By Joshua Michael Stewart

I had the honor to give a reading at the Emily Dickinson Homestead Museum along with fellow poet, Jonathan Wright, during their August, Amherst Art Walk and Poetry Night event, which takes place on the first Thursday of every month from March to December, and as a gesture of gratitude, the museum offers each featured reader a private session to reflect and write in Dickinson’s newly restored bedroom.

Except for when I was there for the reading, I’ve never been to the Emily Dickinson Museum, and had never been upstairs. I didn’t know what to expect. The first thing that caught my eye was the famous white dress, which is clothed over a headless mannequin. It’s quite creepy, to be honest.

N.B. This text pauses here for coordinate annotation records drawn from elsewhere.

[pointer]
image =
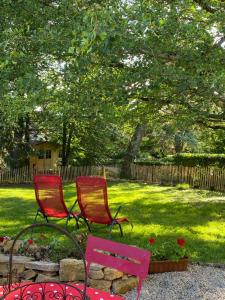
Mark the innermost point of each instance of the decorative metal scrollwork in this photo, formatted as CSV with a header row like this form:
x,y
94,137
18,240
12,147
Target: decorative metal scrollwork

I’ve visited Dickinson’s grave several times over the years at the West Cemetery in

Amherst, and it’s not very well kept — tall grass grows all around the old stones, and toward the south end of the cemetery, there’s an abandoned apartment complex that butts up against the property. So I had the image of the cemetery in my head the entire time I was trying to write.

The curators had set up a card table and a metal folding chair next to Emily’s roped-off bed. There’s a jack where I was able to plug in my laptop. I was a little disappointed that I wasn’t able to actually write at her desk, but it makes sense. The chances of someone accidentally damaging the furniture are far too great. One of the things the curators tell you is to not bring pens into the room.

I find a bit of irony in that — that you can’t use ink, which is what Emily would have used, and they encourage you to use your computer, a technology she could have never dreamed of using.

When I walked into her bedroom I took notice of all the things in her room like her bed, her desk, the wallpaper roses, and of course, the white dress, but the private session only lasts for an hour, and I was most concerned about getting to work.

I had a bit of a poem that I had already started earlier in the week, so I noodled with that for a while, but then I started to concentrate on writing crisp, clear and interesting sentences of whatever popped into my head without considering how one sentence related to the other. This is my normal process of starting a new poem. I almost never sit down and say, “Okay, today I will write about such and such.” I just jot down random sentences and when I have about a hundred of them I go through them and delete and add as I see fit. I rearrange the sentences to see which ones relate to one another. The word “construct” really applies to my poems. Despite my poems’ narrative natures, creating them is more like making a collage than writing a story.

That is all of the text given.